Challenges
- Needed consultation for evaluation of tools and approaches for cloud adaptation. The objective was to offload computing from existing out-moded on-premise MapR cluster to the cloud.
- Needed a solution custom-built for their live data (largest module) for evaluation and decision-making.
- Needed an automated solution for resource configuration, deployment, scheduling, scalability, etc.
- Needed the ability to process incoming incremental data (10 TB or more) in a better and more efficient manner.
Solutions
- Provided a cloud-optimized, on-demand spin up solution for the computation offloading and Snowflake-based reporting solution.

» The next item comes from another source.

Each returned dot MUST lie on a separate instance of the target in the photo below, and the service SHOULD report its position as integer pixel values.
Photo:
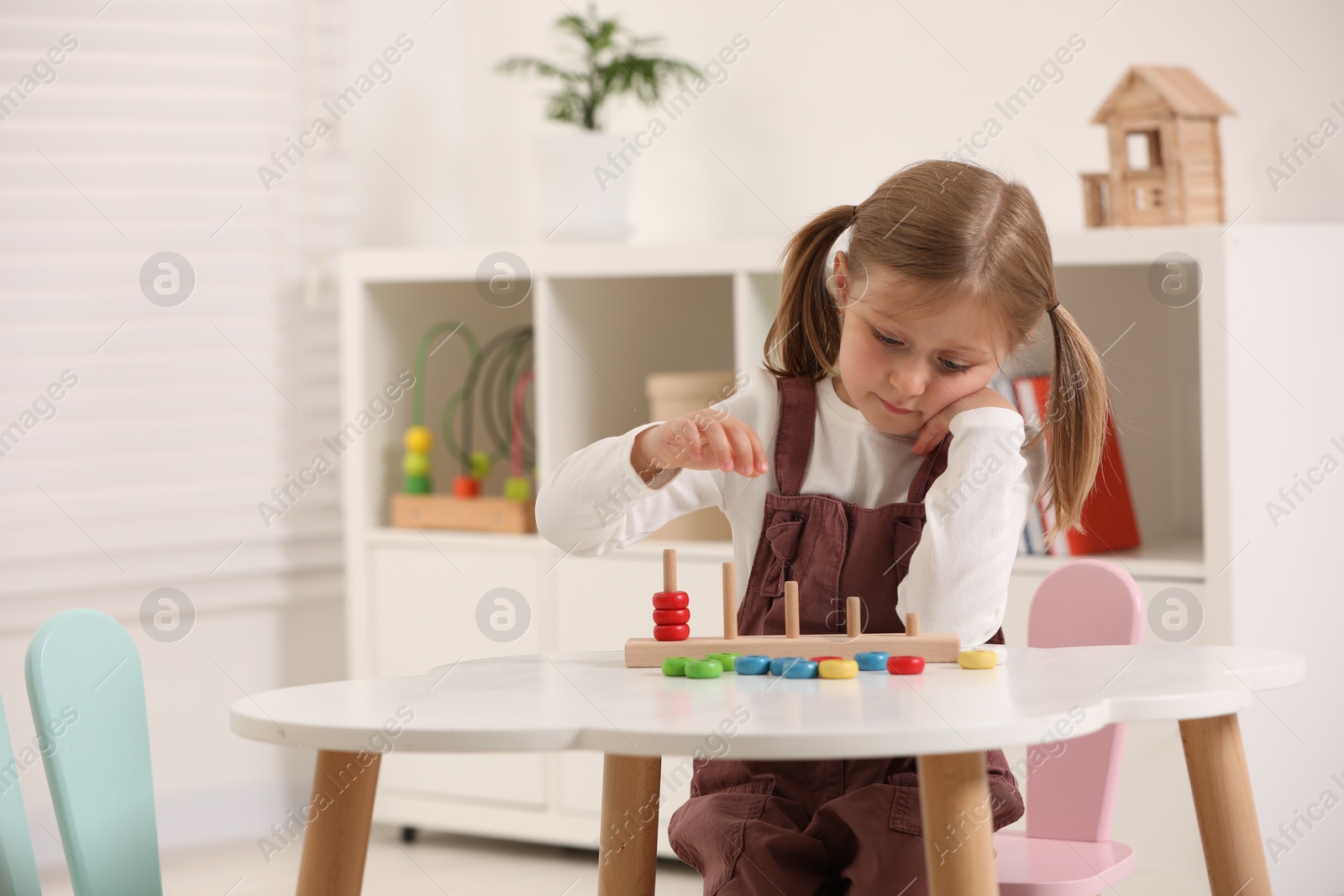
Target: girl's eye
(952, 365)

- Weekly extraction of 5TB or more data performed from the on premise MapR cluster and placed in S3 using shell script & AWS CLI executed by Airflow jobs.
- Based on data size, copied over AWS EMR cluster is spun up using cloud formation templates and AWS CLI for executing Spark & Pig scripts.
- Resultant data post-processing from EMR is pushed into S3 buckets for persistence.
- AWS EMR cluster is auto-scaling enabled and gets purged post-processing.
Tools & Technologies
Amazon S3, Apache Pig, Apache Spark, Cloud Formation, Amazon EMR, MAPR, Apache Airflow, Python, R, Powershell, Snowflake, Bash
Key benefits
- Provided a cost-efficient – On-demand solution for computation on AWS platform
- Added value by providing best-suited recommendations for resource type and configuration for a cost-efficient and optimal solution.
- Offloaded jobs that would need 48 hours in on perm server to cloud and processed them within 24 hours.